You are free to use other mechanisms could be used here as well (SOPS, Vault, etc) but in our team we've standardized on Sealed Secrets so this is what is shown here.
At a high level the installation process is as follows:
-
Ensure you have the pre-requisites in place
-
Fork this repo in github
-
Copy
clusters/overlays/templatetoclusters/overlays/<your-cluster-name> -
Edit your cluster overlay to match your cluster specifications, more details on that below.
-
Apply the argocd applications.
oc apply -k clusters/overlays/template/tools/argocd
With regards to point #4, here are the specific things you need to modify:
You will need to replace the sealed secrets for github and docker here with ones that align with your sealed secrets key and credentials for your environment.
The dockerconfig secret that you need to configure needs to have credentials for the remote registry (i.e quay.io that you want to push to).
To create the docker secret, use oc to create a regular secret in your cluster:
oc create secret docker-registry <pull_secret_name> \
--docker-server=<registry_server> \
--docker-username=<user_name> \
--docker-password=<password> \
--docker-email=<email>
And the use kubeseal to create a sealedsecret equivalent of it.
The git hub secret needs your username, github personal access token as password and email address. Note that the github secret is only needed if you want to use the pipeline which creates a PR in github to push changes to production.
The github personal access token you create mush have full rights on repo plus read:org under admin:org and read:user under user to create PRs. The github secret also requires a tekton annotation as well, here is an example:
apiVersion: v1
kind: Secret
metadata:
name: github
annotations:
tekton.dev/git-0: https://github.com
type: kubernetes.io/basic-auth
stringData:
username: gnunn1
password: xxxxxxxxxxxxxxxxxxxxxxxxxxxxx
email: [email protected]
Finally there is a default rolebinding to make the project available to user1, you can remove this if not needed or change it to a different username that is appropriate for your cluster.

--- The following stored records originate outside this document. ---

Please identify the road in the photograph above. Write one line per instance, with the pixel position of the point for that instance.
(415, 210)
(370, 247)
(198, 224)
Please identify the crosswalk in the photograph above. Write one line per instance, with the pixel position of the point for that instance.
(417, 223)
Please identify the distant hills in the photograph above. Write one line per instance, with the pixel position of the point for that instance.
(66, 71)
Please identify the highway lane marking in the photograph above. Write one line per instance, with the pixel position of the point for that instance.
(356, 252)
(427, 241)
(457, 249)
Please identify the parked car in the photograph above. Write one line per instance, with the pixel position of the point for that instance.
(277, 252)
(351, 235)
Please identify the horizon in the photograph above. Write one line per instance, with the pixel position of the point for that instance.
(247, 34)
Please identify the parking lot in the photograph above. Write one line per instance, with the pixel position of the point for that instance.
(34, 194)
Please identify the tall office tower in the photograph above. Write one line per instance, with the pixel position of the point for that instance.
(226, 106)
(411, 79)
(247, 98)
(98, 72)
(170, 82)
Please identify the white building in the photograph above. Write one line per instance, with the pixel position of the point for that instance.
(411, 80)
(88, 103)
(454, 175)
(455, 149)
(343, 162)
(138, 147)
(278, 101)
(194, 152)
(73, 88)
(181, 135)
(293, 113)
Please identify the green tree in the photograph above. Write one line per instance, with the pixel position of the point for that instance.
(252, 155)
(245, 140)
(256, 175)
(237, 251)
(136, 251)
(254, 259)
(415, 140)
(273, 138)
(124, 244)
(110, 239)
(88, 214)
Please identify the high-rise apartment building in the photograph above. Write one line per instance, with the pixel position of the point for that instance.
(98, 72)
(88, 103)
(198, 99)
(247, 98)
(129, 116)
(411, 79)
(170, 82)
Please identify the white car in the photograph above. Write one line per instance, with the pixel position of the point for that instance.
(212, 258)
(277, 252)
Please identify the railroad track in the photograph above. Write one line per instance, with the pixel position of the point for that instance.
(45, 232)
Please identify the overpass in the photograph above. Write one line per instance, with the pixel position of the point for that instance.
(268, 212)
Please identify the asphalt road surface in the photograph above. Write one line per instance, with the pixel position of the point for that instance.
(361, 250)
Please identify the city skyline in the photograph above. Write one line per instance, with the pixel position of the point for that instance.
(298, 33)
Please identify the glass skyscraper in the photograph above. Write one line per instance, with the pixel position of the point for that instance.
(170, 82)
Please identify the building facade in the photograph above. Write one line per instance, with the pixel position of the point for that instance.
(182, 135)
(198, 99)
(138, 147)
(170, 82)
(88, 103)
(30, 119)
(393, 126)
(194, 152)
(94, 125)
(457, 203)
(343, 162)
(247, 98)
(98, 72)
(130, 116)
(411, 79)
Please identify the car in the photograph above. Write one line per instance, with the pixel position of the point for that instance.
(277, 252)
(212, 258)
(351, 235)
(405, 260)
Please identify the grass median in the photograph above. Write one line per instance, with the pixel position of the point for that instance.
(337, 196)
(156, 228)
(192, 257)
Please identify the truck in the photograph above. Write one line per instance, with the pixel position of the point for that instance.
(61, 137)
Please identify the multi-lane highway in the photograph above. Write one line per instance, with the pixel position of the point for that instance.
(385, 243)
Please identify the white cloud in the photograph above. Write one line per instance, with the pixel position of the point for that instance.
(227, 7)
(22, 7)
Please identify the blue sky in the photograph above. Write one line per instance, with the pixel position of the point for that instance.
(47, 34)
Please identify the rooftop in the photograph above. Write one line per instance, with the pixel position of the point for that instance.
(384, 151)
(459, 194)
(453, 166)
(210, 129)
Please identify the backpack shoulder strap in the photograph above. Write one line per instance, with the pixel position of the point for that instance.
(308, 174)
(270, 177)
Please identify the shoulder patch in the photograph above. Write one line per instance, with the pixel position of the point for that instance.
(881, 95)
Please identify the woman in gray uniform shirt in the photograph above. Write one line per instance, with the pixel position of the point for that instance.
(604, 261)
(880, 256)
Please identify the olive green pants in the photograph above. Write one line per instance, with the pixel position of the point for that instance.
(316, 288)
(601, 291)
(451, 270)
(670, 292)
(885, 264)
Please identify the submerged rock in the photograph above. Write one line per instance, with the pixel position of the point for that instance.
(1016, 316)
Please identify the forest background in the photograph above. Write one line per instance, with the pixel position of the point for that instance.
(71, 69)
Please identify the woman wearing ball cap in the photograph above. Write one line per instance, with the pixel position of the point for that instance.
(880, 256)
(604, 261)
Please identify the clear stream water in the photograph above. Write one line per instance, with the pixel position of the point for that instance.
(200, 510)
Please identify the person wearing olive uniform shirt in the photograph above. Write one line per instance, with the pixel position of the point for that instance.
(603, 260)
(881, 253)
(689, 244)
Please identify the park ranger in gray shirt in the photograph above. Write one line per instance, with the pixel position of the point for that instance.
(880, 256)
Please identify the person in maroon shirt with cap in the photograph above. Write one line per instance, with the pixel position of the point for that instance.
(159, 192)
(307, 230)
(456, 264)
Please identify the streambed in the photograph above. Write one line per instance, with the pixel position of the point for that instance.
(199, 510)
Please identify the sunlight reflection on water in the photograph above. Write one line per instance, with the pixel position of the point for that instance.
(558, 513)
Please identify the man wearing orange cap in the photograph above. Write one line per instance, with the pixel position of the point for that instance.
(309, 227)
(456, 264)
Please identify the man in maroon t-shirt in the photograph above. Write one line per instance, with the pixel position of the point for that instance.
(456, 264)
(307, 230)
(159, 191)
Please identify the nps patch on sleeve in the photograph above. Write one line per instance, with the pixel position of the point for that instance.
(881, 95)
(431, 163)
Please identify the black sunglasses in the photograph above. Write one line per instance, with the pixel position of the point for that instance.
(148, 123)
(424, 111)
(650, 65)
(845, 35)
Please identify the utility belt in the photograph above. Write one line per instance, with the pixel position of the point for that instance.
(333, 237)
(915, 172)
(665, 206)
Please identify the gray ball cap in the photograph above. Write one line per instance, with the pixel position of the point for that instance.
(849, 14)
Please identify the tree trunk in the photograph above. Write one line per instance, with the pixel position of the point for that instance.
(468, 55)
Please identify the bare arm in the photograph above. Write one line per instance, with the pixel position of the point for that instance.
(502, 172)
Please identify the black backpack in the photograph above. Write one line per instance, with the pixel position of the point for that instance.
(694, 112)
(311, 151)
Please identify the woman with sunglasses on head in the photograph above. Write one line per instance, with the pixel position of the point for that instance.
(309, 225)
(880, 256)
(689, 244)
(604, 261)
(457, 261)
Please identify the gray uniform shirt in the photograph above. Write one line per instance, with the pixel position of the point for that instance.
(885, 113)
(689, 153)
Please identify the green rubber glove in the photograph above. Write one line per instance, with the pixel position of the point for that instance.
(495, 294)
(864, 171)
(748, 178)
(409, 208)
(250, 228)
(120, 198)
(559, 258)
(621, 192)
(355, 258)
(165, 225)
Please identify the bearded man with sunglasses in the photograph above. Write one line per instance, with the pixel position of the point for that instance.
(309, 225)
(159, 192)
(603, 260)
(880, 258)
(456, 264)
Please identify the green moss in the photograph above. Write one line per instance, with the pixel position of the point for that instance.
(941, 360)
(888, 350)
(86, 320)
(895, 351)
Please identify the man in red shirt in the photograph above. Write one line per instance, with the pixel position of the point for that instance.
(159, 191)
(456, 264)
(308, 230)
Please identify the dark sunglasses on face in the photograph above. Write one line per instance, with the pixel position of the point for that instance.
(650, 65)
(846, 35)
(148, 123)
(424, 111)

Update the patch.yaml file to reflect the wildcard address of your cluster as well as your external registry where the images will be stored.
In the prod you will also need to update the patch-client-deployment.yaml and patch-server-deployment.yaml files.
Finally similarly, like the cicd overlay you can remove or patch the user1 rolebinding as desired.
No changes as there are no cluster specific patches required
ArgoCD works by deploying AppProject and Application objects that define the applications that we want to deploy. In our case we will be deploying several applications via ArgoCD. An ArgoCD Application contains a reference to a git repo which defines what we want to deploy. In order to specify our kustomized cluster overlay we need to patch these application references to point to the git repo and path that represents our cluster.
Therefore in each of the patch-xxxx-app.yaml files, modify the patches to point to your forked repo and the path in the repo containing the kustomized settings for that application. The changes that need to be made have been parameterized so it should be pretty obvious what needs to be modified, here is an example:
- op: replace
path: /spec/source/repoURL
value: https://github.com/<Your-org>/product-catalog-template
- op: replace
path: /spec/source/path
value: clusters/overlays/<your-cluster>/test
In the above <Your-org> is where you forked this repo, <your-cluster> is what you copied the template folder too.